Building Recommendations for Articles With IBM
Implementation of various recommendation systems’ algorithms for recommending articles on the IBM Watson Studio Platform.
Recommendation Systems are one of the most popular data science algorithms that drives much of the revenue for a company such as Netflix, Amazon and Google.
Recommendation systems are basically algorithms used to predict a rating or a preference that a user might attach to a particular item. The item can be a product, a movie, an article and so on.
There are various types of algorithms used in building such Recommendation Systems. Some of the popular ones are as follows:
- Rank Based
- Collaborative Filtering
- Matrix Factorization
- Content Based
- Knowledge Based
In this article, the first three algorithms are discussed along with their implementations using the data from IBM Watson Studio Platform.
Exploratory Data Analysis
First, let’s analyze the data. The data is from IBM Watson Studio Platform containing the information about the user and the articles that he has interacted with. The email is encrypted to ensure privacy
Let’s see how many articles does a user reads generally by plotting a histogram. As it can be seen, most of the user read up to 10 articles with a mean value of around 9 articles per user.
The total number of articles on the IBM Platform are 1051 out of which 741 have been interacted with at least once. The total number of users and user-article interactions are 5148 and 45993 respectively.
Finally, a function is used to convert the encrypted email addresses to user ids for easier processing.
Rank Based Recommendations
Rank Based Recommendation Systems uses information about particular items, in this case, articles, to recommend the most popular items to a user. This is helpful primarily in the case when we don’t have any prior knowledge about the user’s preferences
So, whenever a new user comes and wants to see what he/she can read, the recommendation system recommends the top articles having the highest ratings or interactions.
In our case, we don’t have ratings for whether a user liked an article or not. We only know that a user has interacted with an article. In these cases, the popularity of an article can really only be based on how often an article was interacted with.
For this, the following function will be used to group the interactions based on article ids and sort those based on their interactions with various users. We can further select the number of articles that we want to recommend to a user.
User-User Based Collaborative Filtering
There are different types of collaborative filtering algorithms. Mainly user-based and item-based. In this project, I will be using User-Based collaborative filtering for recommending articles to the users
User-Based Collaborative filtering is based on the idea that people with similar characteristics share similar taste.
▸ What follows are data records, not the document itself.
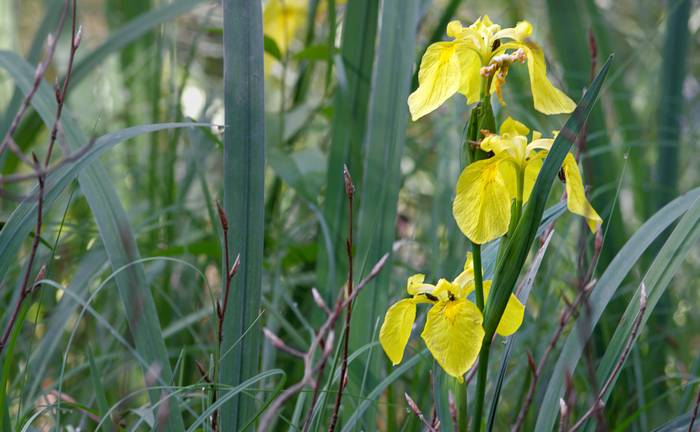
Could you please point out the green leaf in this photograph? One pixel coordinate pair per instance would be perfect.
(272, 48)
(303, 170)
(601, 296)
(98, 389)
(673, 70)
(517, 248)
(244, 175)
(373, 396)
(350, 106)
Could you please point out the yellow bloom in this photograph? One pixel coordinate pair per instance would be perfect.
(453, 329)
(483, 51)
(282, 19)
(485, 189)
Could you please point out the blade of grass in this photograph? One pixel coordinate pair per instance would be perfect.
(602, 294)
(383, 144)
(436, 35)
(8, 357)
(244, 169)
(527, 284)
(669, 129)
(377, 391)
(674, 65)
(115, 230)
(84, 65)
(350, 107)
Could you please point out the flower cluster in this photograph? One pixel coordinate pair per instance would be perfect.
(490, 191)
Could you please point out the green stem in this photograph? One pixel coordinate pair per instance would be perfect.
(481, 385)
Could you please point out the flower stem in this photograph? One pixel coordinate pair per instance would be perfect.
(481, 385)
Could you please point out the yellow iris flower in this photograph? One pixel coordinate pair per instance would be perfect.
(453, 329)
(282, 19)
(486, 188)
(482, 53)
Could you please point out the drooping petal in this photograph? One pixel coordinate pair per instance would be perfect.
(576, 195)
(512, 316)
(467, 275)
(446, 290)
(539, 144)
(439, 78)
(482, 204)
(519, 33)
(547, 98)
(453, 333)
(396, 329)
(414, 282)
(533, 165)
(470, 63)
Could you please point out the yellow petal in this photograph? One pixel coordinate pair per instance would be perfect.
(512, 316)
(532, 169)
(466, 276)
(453, 334)
(513, 127)
(576, 195)
(482, 205)
(470, 63)
(282, 19)
(396, 329)
(547, 98)
(519, 33)
(539, 144)
(414, 282)
(439, 78)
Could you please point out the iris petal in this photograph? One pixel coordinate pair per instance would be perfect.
(576, 195)
(482, 205)
(439, 78)
(453, 333)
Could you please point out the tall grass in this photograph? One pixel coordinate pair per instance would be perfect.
(193, 246)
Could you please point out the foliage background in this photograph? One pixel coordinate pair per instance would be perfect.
(640, 153)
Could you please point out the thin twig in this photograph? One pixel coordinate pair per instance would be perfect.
(416, 410)
(349, 191)
(598, 401)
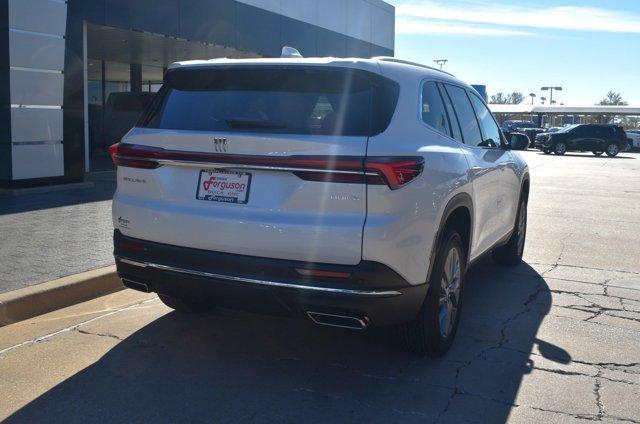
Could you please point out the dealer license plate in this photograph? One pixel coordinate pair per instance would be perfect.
(223, 186)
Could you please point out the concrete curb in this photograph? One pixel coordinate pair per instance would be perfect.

In our case, it means that if two users have interacted with similar articles in the past, we can recommend the articles seen by one user to the other as it makes sense that they will like similar articles in the future too.
For this, we will first create a user-item matrix where the rows and columns will be the user and article ids respectively. If a user has interacted with an article, we will place ‘1’ there and ‘0’ otherwise.
Now we will use this, to find the similar users for a given user id based on the articles they have interacted with. Then the articles that are seen by the similar users but not the given one are recommended. To improve the consistency, the users and articles with more interactions are chosen before choosing the ones with fewer interactions.
The following function gives the recommendations and makes use of other functions defined in the jupyter notebook. Below is a short definition of the various functions used here:
get_top_sorted_users:It returns the users that have interacted with the same articles. It is sorted by first the similarity and then the number of interactions a user has.
get_user_articles:It returns the articles that a user has interacted with
- Finally, the function loops over the similar users and recommends the articles sorted by the articles having the most interactions.
Matrix Factorization is basically a class of collaborative filtering algorithms. It works by decomposing the user-item matrix into the product of two lower dimensionality rectangular matrices. The algorithm used here is Singular Value Decomposition (SVD). To understand how SVD calculates these matrices, see this video
To use SVD to make recommendations, let us first explore the concept of latent features. Latent features are those features that aren’t actually observed in the data but can be inferred based on the relationships that occur. For instance, an article might be about Artificial Intelligence and a user may have interacted with a lot of Artificial Intelligence related articles. Thus, Artificial Intelligence is the latent feature here.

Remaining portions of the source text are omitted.